The light, melodic sound of fiddles, wafting over tourists in St. Peter’s Square, was a breath of hope and light in this sombre, weighted trip to Vatican City.
A delegation of First Nations, Métis and Inuit people, who continue to survive through genocide, had remarkably agreed to seek an elusive apology from Pope Francis and the Catholic Church by personally flying thousands of kilometres to meet him in his own house. Of the 94 Truth and Reconciliation Commissions Calls to Action, number 58 – demanding an apology by the Catholic Church within one year of the release of the commission’s findings – seems to be one of the hardest to fulfill. It has been nearly seven years.
Oh, this is the beauty of our peoples – that after everything they’ve endured, that they should be the ones to travel here to the Holy See to ask for an apology for the intergenerational suffering caused by the brutality of residential schools. Some delegates even brought gifts, because that is tradition – one that has been kept in defiance of what church teachings tried to eliminate.
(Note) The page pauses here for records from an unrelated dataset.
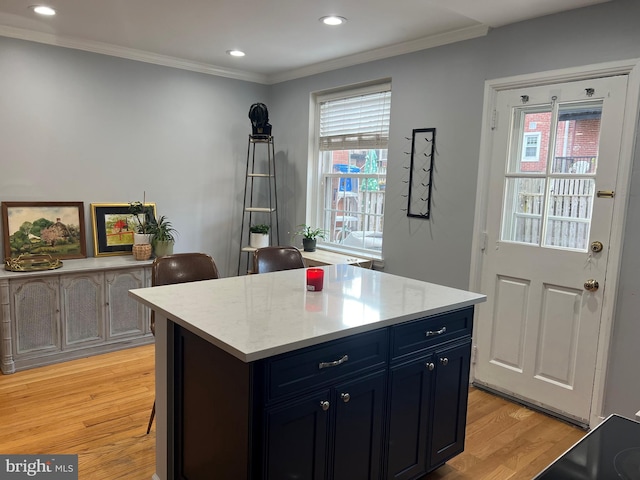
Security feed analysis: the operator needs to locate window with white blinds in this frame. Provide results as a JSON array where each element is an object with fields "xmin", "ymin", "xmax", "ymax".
[
  {"xmin": 309, "ymin": 83, "xmax": 391, "ymax": 258},
  {"xmin": 319, "ymin": 90, "xmax": 391, "ymax": 150}
]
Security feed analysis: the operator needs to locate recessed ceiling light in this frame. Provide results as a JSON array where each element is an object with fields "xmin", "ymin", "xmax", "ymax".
[
  {"xmin": 29, "ymin": 5, "xmax": 56, "ymax": 15},
  {"xmin": 227, "ymin": 50, "xmax": 245, "ymax": 57},
  {"xmin": 320, "ymin": 15, "xmax": 347, "ymax": 27}
]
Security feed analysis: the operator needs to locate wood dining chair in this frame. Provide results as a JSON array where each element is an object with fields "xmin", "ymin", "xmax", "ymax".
[{"xmin": 147, "ymin": 253, "xmax": 219, "ymax": 434}]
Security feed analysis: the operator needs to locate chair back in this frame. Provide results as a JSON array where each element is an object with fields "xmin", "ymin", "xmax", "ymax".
[
  {"xmin": 253, "ymin": 246, "xmax": 305, "ymax": 273},
  {"xmin": 151, "ymin": 253, "xmax": 219, "ymax": 335},
  {"xmin": 151, "ymin": 253, "xmax": 219, "ymax": 287}
]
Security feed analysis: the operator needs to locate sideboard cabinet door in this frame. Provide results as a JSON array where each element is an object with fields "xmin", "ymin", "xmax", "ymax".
[
  {"xmin": 10, "ymin": 277, "xmax": 61, "ymax": 357},
  {"xmin": 105, "ymin": 268, "xmax": 149, "ymax": 339},
  {"xmin": 60, "ymin": 272, "xmax": 104, "ymax": 350}
]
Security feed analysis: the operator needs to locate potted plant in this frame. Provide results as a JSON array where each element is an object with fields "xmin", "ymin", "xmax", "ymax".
[
  {"xmin": 293, "ymin": 223, "xmax": 327, "ymax": 252},
  {"xmin": 129, "ymin": 202, "xmax": 155, "ymax": 245},
  {"xmin": 151, "ymin": 215, "xmax": 178, "ymax": 257},
  {"xmin": 249, "ymin": 223, "xmax": 270, "ymax": 248}
]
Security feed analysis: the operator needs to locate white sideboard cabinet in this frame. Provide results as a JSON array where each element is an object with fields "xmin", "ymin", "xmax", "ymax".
[{"xmin": 0, "ymin": 256, "xmax": 153, "ymax": 374}]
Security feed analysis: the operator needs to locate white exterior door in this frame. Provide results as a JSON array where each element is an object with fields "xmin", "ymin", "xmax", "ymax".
[{"xmin": 474, "ymin": 75, "xmax": 627, "ymax": 424}]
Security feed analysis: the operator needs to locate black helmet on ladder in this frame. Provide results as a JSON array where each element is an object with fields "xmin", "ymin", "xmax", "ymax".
[{"xmin": 249, "ymin": 103, "xmax": 271, "ymax": 136}]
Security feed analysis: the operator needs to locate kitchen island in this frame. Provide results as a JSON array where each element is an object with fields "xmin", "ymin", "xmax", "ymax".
[{"xmin": 130, "ymin": 265, "xmax": 485, "ymax": 480}]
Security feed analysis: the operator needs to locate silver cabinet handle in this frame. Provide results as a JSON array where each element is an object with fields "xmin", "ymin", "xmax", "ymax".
[
  {"xmin": 425, "ymin": 327, "xmax": 447, "ymax": 337},
  {"xmin": 318, "ymin": 355, "xmax": 349, "ymax": 368}
]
Every single person here, invited by the Canadian Conference of Catholic Bishops, has been touched by the schools, and they carry their ancestors here with them. Every step to Rome has been accompanied by memories of the children who died – by neglect, abuse or murder at the schools – and of the children lost afterward to the Sixties Scoop, to suicide, to the crisis around murdered and missing Indigenous women and girls. All our family members struggle with the aftermath of these brutal policies of spiritual and human erasure.
This has been a CCCB-controlled trip, and at times, it has felt like an organized pilgrimage, complete with Mass being offered every day at 6 p.m. in the hotel basement. The organization paid for the delegates’ trip (members of the media, including myself, paid our own way), and hired a tour guide and buses to ferry everyone around. On Wednesday there was a bus trip to Assisi, the birthplace of St. Francis.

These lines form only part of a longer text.